A few years before the fall of the Berlin Wall, spook-turned-novelist Edwin Lemaster reveals to young journalist Bill Cage that he'd once considered spying for the enemy. For Cage, a fan who grew up as a Foreign Service brat in the very cities where Lemaster set his plots, the story creates a brief but embarrassing sensation.
More than two decades later, Cage, by then a lonely, disillusioned PR man, receives an anonymous note hinting that he should have dug deeper. The note is the first of many literary bread crumbs that soon lead him back to Vienna, Prague and Budapest in search fo the truth, even as the events of Lemaster's past eerily - and dangerously - begin intersecting with those of his own.

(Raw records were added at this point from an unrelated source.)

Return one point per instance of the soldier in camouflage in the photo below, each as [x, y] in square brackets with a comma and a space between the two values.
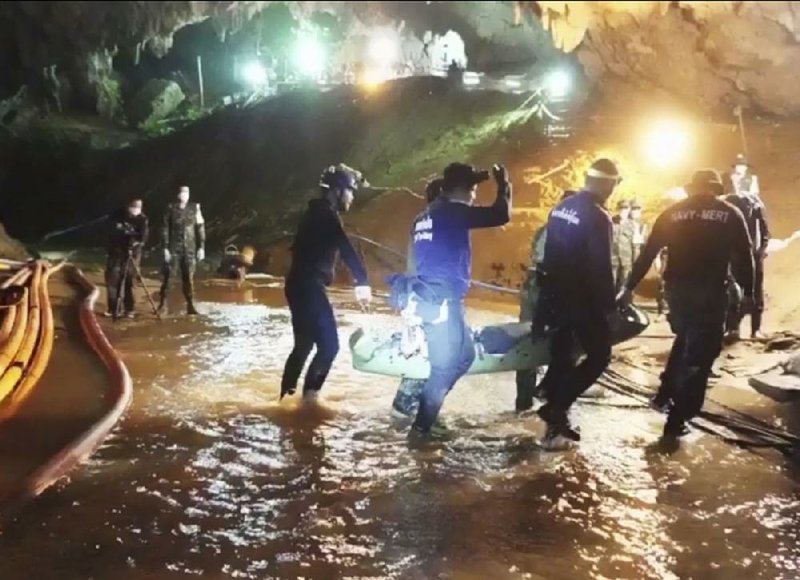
[184, 237]
[623, 215]
[629, 237]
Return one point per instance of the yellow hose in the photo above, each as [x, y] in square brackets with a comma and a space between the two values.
[9, 349]
[41, 356]
[11, 312]
[23, 337]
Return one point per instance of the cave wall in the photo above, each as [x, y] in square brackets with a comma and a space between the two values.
[711, 54]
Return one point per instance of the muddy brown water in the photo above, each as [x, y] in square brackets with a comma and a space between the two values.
[209, 476]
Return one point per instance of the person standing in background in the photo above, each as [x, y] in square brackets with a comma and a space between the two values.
[183, 234]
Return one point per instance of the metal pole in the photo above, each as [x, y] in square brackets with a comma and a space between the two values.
[200, 81]
[738, 112]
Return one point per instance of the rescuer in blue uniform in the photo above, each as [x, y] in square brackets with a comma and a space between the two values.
[705, 238]
[577, 297]
[442, 264]
[320, 236]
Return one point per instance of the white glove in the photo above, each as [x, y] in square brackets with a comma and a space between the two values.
[364, 294]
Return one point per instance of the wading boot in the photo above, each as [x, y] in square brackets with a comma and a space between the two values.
[559, 435]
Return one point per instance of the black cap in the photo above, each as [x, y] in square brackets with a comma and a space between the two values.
[462, 175]
[741, 160]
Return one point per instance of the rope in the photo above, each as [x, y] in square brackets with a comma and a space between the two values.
[765, 435]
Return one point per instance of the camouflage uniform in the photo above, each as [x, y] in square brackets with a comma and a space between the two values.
[629, 237]
[183, 233]
[529, 293]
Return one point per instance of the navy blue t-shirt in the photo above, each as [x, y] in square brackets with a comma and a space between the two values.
[577, 253]
[441, 242]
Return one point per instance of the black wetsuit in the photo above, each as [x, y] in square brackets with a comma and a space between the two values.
[127, 236]
[752, 209]
[705, 238]
[577, 296]
[319, 238]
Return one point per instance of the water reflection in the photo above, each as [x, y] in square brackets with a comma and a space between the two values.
[210, 476]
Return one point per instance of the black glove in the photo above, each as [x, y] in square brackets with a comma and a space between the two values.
[500, 175]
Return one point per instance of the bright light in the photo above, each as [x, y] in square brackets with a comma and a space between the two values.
[375, 76]
[666, 143]
[558, 83]
[472, 78]
[255, 74]
[310, 56]
[677, 194]
[383, 50]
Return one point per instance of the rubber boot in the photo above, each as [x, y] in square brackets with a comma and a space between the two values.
[755, 325]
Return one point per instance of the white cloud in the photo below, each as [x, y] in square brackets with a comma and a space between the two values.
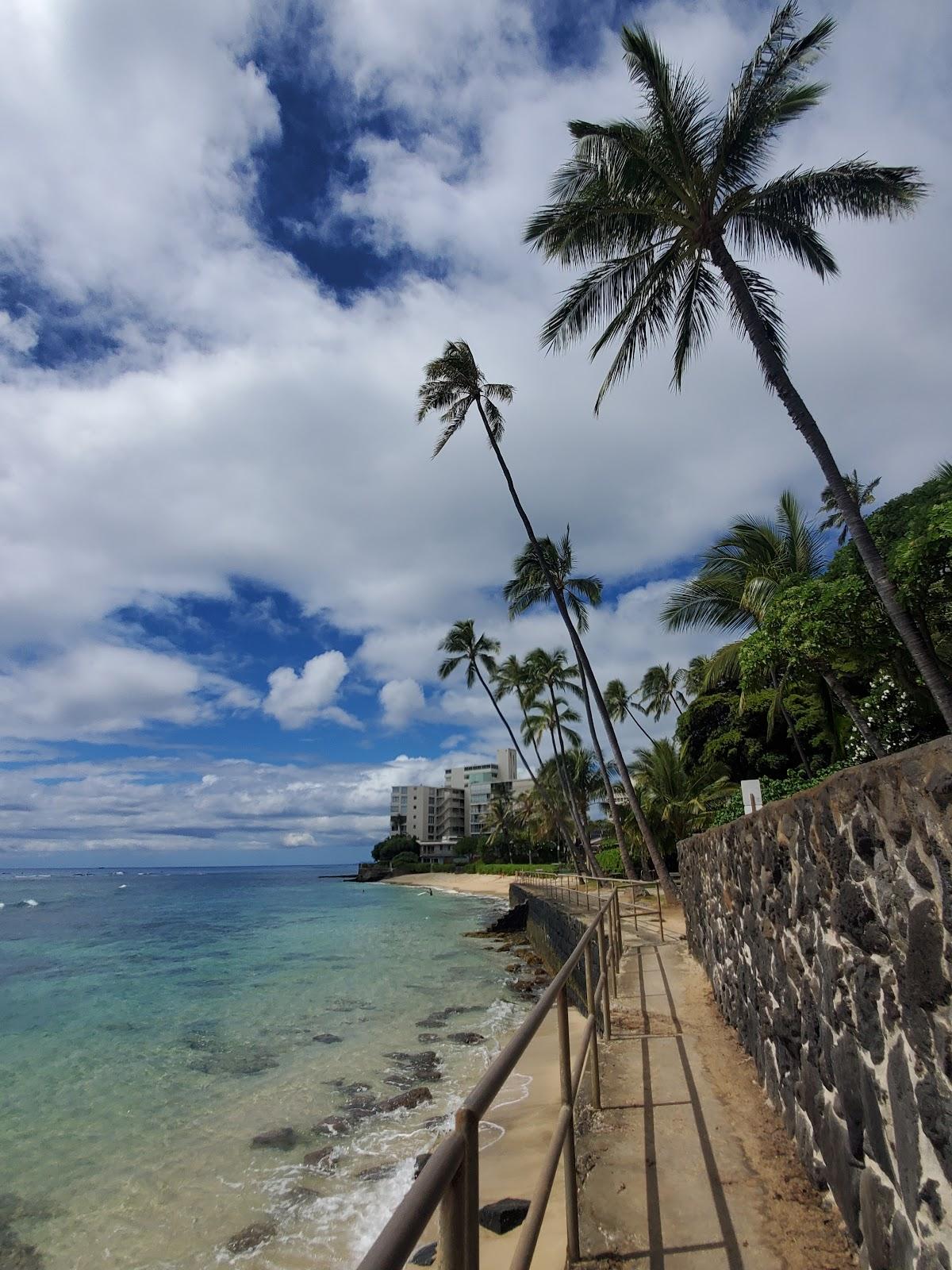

©2012 Dan Fesperman (P)2013 Isis Publishing Ltd
I saw someone write that "The Arms Maker of Berlin" was a complicated story - well, this one even more so. The contemporary plot of this novel is based on historical (cold war) characters which are easy to mix up and the clues and the plot itself is also complex. Fesperman's idea to construct a spy novel based on previous spy novels from Eric Ambler to John Le Carre is interesting but sometimes it feels like too many Russian Dolls inside each other.
But then overall I do love Fesperman and the present time story does move along and the really excellent narration which brings all the different characters to life tips the balance to the positive.